丈夫打電話來說離婚的時候,裴晚正在逗剛追到手的小白臉。
聞言她下意識愣了愣,“我們不是沒結婚嗎?哪兒來的離婚一說?”
對面沉默兩秒,隨後是沈厲珩咬牙切齒的聲音。
“裴、晚!”
“喊那麼大聲做甚麼?我聽得見。

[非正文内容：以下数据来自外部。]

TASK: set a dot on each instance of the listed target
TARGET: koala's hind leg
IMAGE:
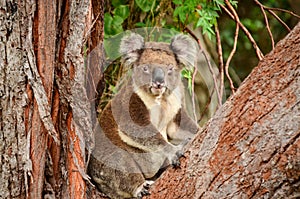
(116, 183)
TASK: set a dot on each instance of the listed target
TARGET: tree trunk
(251, 147)
(44, 118)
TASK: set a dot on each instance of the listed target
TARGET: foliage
(205, 15)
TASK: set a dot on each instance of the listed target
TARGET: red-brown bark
(251, 147)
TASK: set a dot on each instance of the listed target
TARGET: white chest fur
(162, 109)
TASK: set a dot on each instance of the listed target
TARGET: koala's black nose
(158, 77)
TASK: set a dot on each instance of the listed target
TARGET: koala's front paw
(143, 190)
(175, 162)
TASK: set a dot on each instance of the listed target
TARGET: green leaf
(177, 2)
(112, 25)
(107, 23)
(122, 11)
(140, 24)
(117, 3)
(145, 5)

”
裴晚撓撓耳朵,側身坐在旁邊的沙發上,“沈總放心,我一定恪守你的要求,關於我們的婚姻,絕不對外透露半個字。”
聽筒裏依舊安靜。
裴晚把手機拿下來看了一眼,咕嚕道:“沒掛啊。”
又接回耳邊。
“沈總還有事嗎?沒事的話我掛了。”忙着呢。
沈厲珩沒說話,裴晚當然也沒再等他,直接切斷通話。
她隨手把手機丟到一邊,舒了口氣,好一會兒才重新把目光轉移到旁邊的男人身上。
江敘白穿着深V浴袍,精緻的鎖骨和薄肌胸膛若隱若現,那張臉美得柔弱,此刻帶着微微紅暈,是那種男人看了都會驚歎一聲的長相。
兩個月砸了一百多萬,怪值的。
方纔的陰霾一掃而空,裴晚朝他勾勾手指。
……
裴晚暗暗嚥了下口水,也收回了被江敘白握着的手。
語氣還算鎮定,道:“大晚上的沈總這麼閒嗎?視察來了?”
沈厲珩目光往屋子裏掃了一圈,最終落在面前的一男一女身上。
一秒、兩秒。
看半天,竟然笑了。
只是熟悉的人都知道,這笑比直接發火更滲人。
他舌尖頂了下腮,語氣聽不出喜怒:“把人弄走。”
這話是對身後的助理說的。
陳曉頭皮發麻,趕緊上前一步對江敘白道:“那誰,走吧。”
江敘白顯然沒弄清楚狀況,茫然的眼神看着裴晚,還在試圖保住自己的位置,“姐姐,我......姐姐真的要我走嗎?”
裴晚在心裏嘆氣,不是她不想留。
實在是她現在都自身難保了。
裴晚抬起一隻手撫着額頭,很是無奈地擺了擺手,示意他先跟陳曉出去。
江敘白臉色一變,像是受到了極大的打擊,隨後被陳曉半拖半拽的帶了出去。
房間裏驟然安靜,連針掉在地上的聲音都清晰可聞。